Dalam sistem ekonomi liberal, keputusan yang berhubungan dengan masalah ekonomi dasar didesentralisasikan, tetapi tetap terkoordinasi. Sebagai alat koordinasi utama adalah perangkat harga yang ditentukan oleh mekanisme pasar. Oleh karena itu, sistem ekonomi liberal juga sering disebut dengan sistem harga. Dengan demikian, dalam sistem perekonomian liberal, produsen dan individu (perseorangan) membuat keputusan-keputusan utama mengenai produksi dan konsumsi. Produsen berusaha untuk menghasilkan berbagai produk yang dapat mendatangkan keuntungan sebesar mungkin (menjawab masalah apa), dengan teknik produksi yang seefisien mungkin (menjawab masalah bagaimana). Di pihak lain, individu membuat keputusan tentang konsumsi, yaitu keputusan yang menyangkut bagaimana individu membelanjakan upah dan pendapatannya (menjawab masalah untuk siapa). Dalam ekonomi pasar, pihak swasta menguasai alat-alat produksi dan akibatnya kepemilikan pun tidak terbatas sehingga setiap individu berusaha untuk meningkatkan keterampilan dan kemampuannya agar dapat menguasai sector ekonomi, sehingga timbul lah persaingan untuk maju dalam sistem ekonomi ini.
Adapun ciri-ciri dari sistem ekonomi liberal yaitu:
· Setiap individu bebas memiliki barang dan alat-alat produksi.
· Semua sumber produksi milik masyarakat individu.
· Kegiatan ekonomi di semua bidang dilakukan oleh masyarakat (swasta).
· Pemerintah tidak ikut campur tangan secara langsung dalam kegiatan ekonomi.
· Modal memegang peranan penting dalam kegiatan ekonomi.
· Setiap orang diberi kebebasan dalam hal pemakaian barang dan jasa.
· Kegiatan produksi dilakukan dengan tujuan mencari laba, bahkan semua kegiatan ekonomi didorong oleh prinsip bola.
· Terjadinya persaingan bebas antara pengusaha.
· Masyarakat dibagi menjadi dua golongan, yaitu golongan pemilik sumber daya produksi dan masyarakat pekerja (buruh).
· Pasar merupakan dasar setiap kegiatan ekonomi.

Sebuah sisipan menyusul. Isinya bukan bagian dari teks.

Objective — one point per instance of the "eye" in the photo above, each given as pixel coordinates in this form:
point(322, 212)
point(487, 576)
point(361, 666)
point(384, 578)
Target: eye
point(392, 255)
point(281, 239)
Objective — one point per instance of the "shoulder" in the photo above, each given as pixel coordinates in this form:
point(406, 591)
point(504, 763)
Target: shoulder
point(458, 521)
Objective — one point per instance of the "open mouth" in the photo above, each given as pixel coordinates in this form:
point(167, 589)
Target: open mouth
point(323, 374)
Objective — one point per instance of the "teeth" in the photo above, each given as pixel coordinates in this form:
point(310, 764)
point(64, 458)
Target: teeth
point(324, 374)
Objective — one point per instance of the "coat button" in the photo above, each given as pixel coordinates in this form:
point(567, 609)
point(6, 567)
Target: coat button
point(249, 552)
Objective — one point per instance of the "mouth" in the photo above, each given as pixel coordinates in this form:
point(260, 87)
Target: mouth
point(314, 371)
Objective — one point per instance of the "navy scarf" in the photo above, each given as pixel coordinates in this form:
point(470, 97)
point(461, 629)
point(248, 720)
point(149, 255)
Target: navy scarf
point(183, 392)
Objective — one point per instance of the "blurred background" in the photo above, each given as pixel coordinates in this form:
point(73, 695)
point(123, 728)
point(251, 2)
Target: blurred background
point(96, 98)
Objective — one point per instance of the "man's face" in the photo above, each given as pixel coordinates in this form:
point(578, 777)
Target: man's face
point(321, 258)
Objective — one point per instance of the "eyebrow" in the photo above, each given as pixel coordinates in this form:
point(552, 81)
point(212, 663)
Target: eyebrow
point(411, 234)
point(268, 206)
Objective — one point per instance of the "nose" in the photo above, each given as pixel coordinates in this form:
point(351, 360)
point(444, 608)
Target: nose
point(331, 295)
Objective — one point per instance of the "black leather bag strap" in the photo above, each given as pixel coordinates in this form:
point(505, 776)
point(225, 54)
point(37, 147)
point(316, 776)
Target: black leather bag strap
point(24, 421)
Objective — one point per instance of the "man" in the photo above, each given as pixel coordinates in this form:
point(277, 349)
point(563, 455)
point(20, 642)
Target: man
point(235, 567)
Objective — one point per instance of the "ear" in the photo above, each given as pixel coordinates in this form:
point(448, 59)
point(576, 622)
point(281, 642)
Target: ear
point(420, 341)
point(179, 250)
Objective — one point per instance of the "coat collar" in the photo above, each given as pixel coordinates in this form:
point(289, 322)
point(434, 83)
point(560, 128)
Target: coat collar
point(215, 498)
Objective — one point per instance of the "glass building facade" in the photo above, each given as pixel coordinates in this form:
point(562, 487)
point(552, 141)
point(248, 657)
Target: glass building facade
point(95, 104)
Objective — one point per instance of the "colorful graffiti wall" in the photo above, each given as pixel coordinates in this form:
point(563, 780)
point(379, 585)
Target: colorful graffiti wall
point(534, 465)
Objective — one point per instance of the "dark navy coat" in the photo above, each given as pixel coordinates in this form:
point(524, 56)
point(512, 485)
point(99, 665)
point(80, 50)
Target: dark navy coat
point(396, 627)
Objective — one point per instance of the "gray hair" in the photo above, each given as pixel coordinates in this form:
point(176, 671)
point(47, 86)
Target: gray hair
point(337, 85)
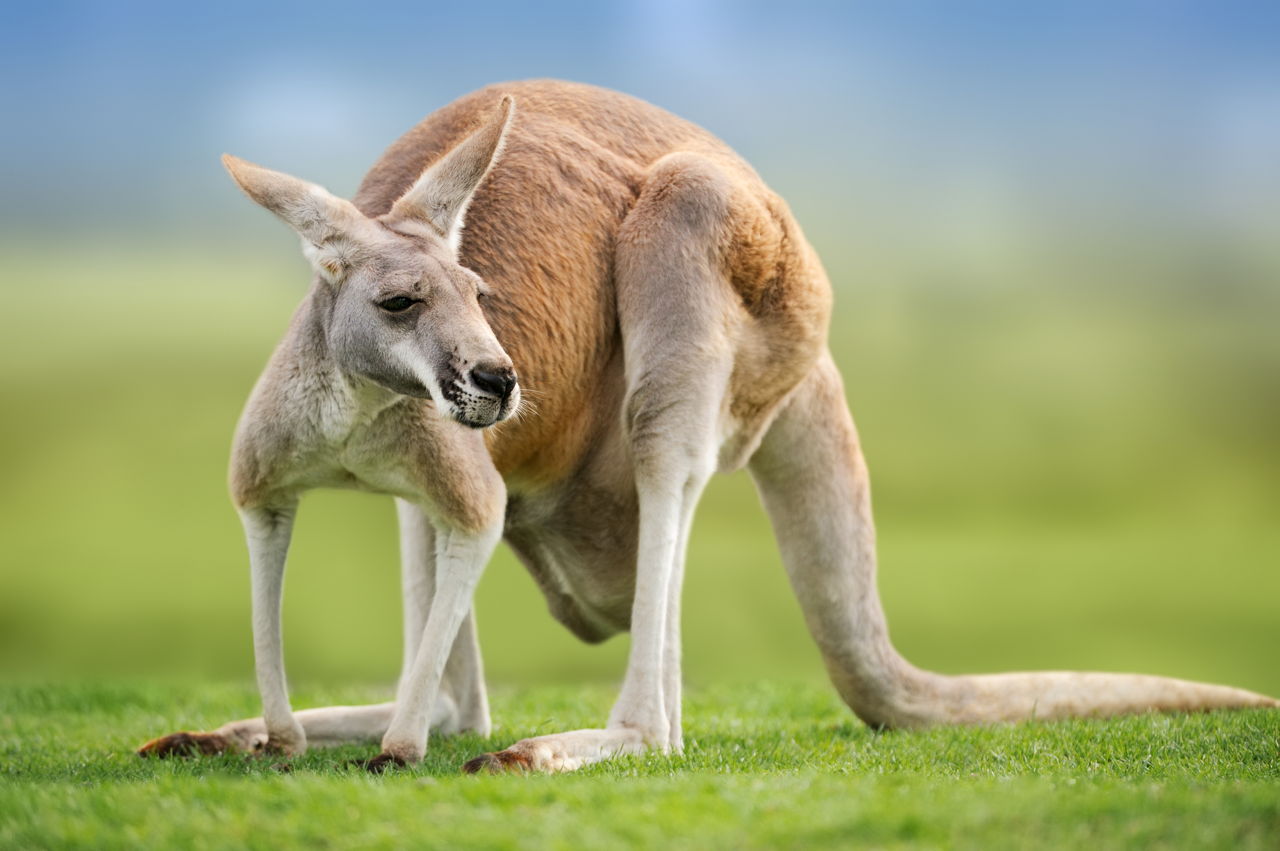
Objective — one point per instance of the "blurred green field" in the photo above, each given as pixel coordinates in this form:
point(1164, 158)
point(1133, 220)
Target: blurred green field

NEGARA PENGANUT SISTEM EKONOMI LIBERAL
Sistem ekonomi liberal ini pada awalnya dianut negara Amerika Serikat dan sebagian besar negara-negara liberal di dunia. Negara-negara yang menganut paham liberal di benua Amerika adalah Amerika Serikat, Argentina, Bolivia, Brazil, Cili, Cuba, Kolombia, Ekuador, Honduras, Kanada, Meksiko, Nikaragua, Panama, Paraguay, Peru, Uruguay dan Venezuela. Sekarang ini, kurang lebih liberalisme juga danut oleh negara Aruba, Bahamas, Republik Dominika, Greenland, Grenada, Kosta Rika, Puerto Rico dan Suriname. Selain di benua Amerika, di benua Eropa juga ada yang menganut sistem ekonomi liberal yakni diantaranya adalah Albania, Armenia, Austria, Belgia, Bulgaria, Kroasia, Cyprus, Republik Cekoslovakia, Denmark, Estonia, Finlandia, Perancis, Jerman, Yunani, Hungaria, Islandia, Italia, Latvia, Lithuania, Luxembourg, Macedonia, Moldova, Netherlands, Norwegia, Polandia, Portugal, Romania, Rusia, Serbia Montenegro, Slovakia, Slovenia, Spanyol, Swedia, Switzerland, Ukraina dan United Kingdom. Negara penganut paham liberal lainnya adalah Andorra, Belarusia, Bosnia-Herzegovina, Kepulauan Faroe, Georgia, Irlandia dan San Marino. Sedangkan yang menganut sistem ekonomi ini di benua Asia antara lain adalah India, Iran, Israel, Jepang, Korea Selatan, Filipina, Taiwan, Thailand dan Turki. Bahkan saat ini semakin banyak negara-negara di Asia yang mulai berpaham liberal, antara lain adalah Myanmar, Kamboja, Hong Kong, Malaysia dan Singapura. Bahkan di kepulauan Oceania juga ada yang menganut sistem ekonomi ini yaitu Australia dan Selandia Baru.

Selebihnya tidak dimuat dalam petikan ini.